Na TV Cultura, em 2005, realizou o Festival Cultura – A nova Música do Brasil, antes de escrever o livro “Prepare o Seu Coração – A História dos Grandes Festivais” (2002).

Atualmente Ribeiro produz e dirige para a Rádio Cultura Brasil o programa “Solano Ribeiro e a Nova Música do Brasil”.

Leia, a seguir, a entrevista exclusiva que Solano Ribeiro concedeu ao blog Música em Letras, na qual afirma: “A MPB está morrendo”.

De quais festivais de música você participou?

Fui produtor e diretor em todos os festivais veiculados pela TV, menos os seis primeiros Festivais Internacionais da Canção da TV Globo, realizados por Augusto Marzagão. Realizei o sétimo e último desses festivais, revelando Maria Alcina, Raul Seixas, Fagner, Belchior e Ednardo, entre outros

Quais desses festivais você considera um sucesso e porquê?

Quase todos os festivais da TV Record. O primeiro, pelo lançamento de Elis Regina e o aparecimento da sigla MPB. O segundo [festival] pelo empate das músicas “Banda” com “Disparada”, cuja final parou a cidade e parte do país. O terceiro festival, pela entrada das guitarras na MPB e as revelações de Caetano Veloso, Gilberto Gil, dos Mutantes e de Rita Lee.

Quais desses festivais você considera um fracasso e porquê?

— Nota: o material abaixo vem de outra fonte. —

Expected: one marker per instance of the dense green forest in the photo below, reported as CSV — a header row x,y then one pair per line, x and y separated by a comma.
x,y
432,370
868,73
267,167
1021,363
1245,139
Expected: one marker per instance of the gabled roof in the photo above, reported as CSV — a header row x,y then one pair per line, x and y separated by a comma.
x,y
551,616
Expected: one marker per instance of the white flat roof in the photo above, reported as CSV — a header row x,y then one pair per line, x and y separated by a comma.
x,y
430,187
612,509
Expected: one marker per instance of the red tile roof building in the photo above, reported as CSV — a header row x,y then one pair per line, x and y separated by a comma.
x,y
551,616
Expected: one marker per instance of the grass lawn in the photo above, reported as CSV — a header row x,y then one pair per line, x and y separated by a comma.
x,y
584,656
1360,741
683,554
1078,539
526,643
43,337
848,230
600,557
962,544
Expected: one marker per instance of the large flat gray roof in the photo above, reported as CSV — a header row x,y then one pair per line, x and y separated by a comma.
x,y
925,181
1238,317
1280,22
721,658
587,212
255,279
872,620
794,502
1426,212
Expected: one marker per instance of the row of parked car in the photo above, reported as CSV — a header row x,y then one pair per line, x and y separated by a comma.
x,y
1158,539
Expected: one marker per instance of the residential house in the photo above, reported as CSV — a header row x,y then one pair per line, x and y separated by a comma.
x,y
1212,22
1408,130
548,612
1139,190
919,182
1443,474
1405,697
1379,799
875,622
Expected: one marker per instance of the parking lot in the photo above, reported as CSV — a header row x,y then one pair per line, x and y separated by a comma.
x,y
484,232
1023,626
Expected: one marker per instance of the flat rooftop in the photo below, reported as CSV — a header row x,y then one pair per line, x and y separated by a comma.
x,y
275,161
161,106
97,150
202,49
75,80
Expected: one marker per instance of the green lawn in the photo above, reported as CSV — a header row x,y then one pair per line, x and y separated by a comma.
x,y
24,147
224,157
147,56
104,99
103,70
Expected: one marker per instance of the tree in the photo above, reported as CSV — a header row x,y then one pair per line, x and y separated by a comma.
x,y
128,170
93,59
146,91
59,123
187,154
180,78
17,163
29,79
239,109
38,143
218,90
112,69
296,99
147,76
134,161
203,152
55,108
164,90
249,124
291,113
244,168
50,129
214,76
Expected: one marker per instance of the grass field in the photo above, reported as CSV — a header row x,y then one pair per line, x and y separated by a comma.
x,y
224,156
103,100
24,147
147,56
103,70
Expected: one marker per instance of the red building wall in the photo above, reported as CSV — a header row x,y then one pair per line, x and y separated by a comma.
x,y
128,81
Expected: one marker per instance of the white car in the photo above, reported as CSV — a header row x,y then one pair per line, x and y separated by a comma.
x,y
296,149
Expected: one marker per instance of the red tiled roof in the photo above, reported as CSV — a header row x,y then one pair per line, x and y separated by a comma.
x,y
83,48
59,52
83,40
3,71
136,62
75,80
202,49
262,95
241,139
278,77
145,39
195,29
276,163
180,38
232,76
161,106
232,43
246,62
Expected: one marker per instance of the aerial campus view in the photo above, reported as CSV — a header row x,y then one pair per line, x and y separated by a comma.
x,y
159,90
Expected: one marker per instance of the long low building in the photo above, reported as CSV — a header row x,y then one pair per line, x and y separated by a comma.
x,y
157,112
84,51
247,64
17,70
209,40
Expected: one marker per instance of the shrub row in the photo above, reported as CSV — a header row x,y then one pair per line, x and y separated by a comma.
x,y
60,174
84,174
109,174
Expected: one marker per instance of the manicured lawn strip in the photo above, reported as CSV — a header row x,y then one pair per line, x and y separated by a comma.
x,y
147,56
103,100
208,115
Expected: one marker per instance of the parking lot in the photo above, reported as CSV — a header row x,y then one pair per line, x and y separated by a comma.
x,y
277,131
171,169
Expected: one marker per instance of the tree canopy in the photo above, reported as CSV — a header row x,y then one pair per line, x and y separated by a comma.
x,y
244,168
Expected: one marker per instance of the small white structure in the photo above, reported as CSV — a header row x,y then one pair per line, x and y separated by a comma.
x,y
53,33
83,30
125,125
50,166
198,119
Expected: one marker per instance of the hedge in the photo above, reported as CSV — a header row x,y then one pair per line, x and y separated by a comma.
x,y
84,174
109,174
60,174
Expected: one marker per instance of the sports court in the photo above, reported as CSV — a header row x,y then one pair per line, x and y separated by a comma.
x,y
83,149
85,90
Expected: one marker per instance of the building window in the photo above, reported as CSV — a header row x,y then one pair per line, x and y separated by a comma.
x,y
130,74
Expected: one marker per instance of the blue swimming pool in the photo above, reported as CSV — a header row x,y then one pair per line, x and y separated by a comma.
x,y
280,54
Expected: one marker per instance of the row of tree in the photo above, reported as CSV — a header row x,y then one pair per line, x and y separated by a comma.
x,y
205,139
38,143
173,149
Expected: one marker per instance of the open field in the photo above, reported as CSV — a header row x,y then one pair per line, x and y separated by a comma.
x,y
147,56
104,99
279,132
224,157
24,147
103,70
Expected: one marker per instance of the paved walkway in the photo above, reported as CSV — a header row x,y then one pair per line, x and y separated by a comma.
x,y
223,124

O Festival Cultura – A Nova Música do Brasil, em 2005. Por erro na escolha dos jurados que deram vitória para uma música da vanguarda paulistana, “Contabilidade” [de Danilo Moraes e Ricardo Teperman], em detrimento de “Achou”, de Dante Ozzetti e Luiz Tatit, favorita do público, mas que não teve muita repercussão. Este foi o último festival que realizei lá.

Há cerca de 60 anos, através de artistas e compositores como Chico Buarque, Gilberto Gil, Caetano Veloso e Edu Lobo destacando-se nos festivais de música da época, surgiu a Música Popular Brasileira (MPB). Como você descreve a trajetória dessa jovem senhora que nasceu na ditadura militar do Brasil antes de consolidar-se como um movimento musical com forte caráter político e cultural?

Começou com um banquinho e um violão, com a bossa nova, e foi crescendo através do teatro e posteriormente na televisão. A grande visibilidade que [a música] teve atraiu a atenção dos militares, forçando a extrema criatividade dos artistas para driblar a então poderosa censura. Talvez ela tenha sido uma espécie de válvula de escape diante da censura, perseguição e opressão frente a situação.

Entre outros elementos que caracterizavam a MPB há a diversidade de influências e ritmos como a bossa nova, o samba, o folclore e o rock. Quais são os elementos que posteriormente foram agregados à MPB e o que eles trouxeram ao gênero?

A MPB está morrendo, além do fato de que, hoje, qualquer um que cante em português é rotulado, classificado, como pertencente à MPB, na qual foi agregada a tecnologia.

Qual a grande mudança que houve na MPB, além da inserção de outros gêneros musicais?

Houve várias mudanças. A entrada dos festivais na TV, a descoberta de Elis [Regina]. A entrada da música sertaneja, a entrada das guitarras, da temática urbana e finalmente a tecnologia.

Há na atual MPB artistas, compositores, cantores, instrumentistas com a mesma relevância daqueles dos anos 1960? Quais são eles?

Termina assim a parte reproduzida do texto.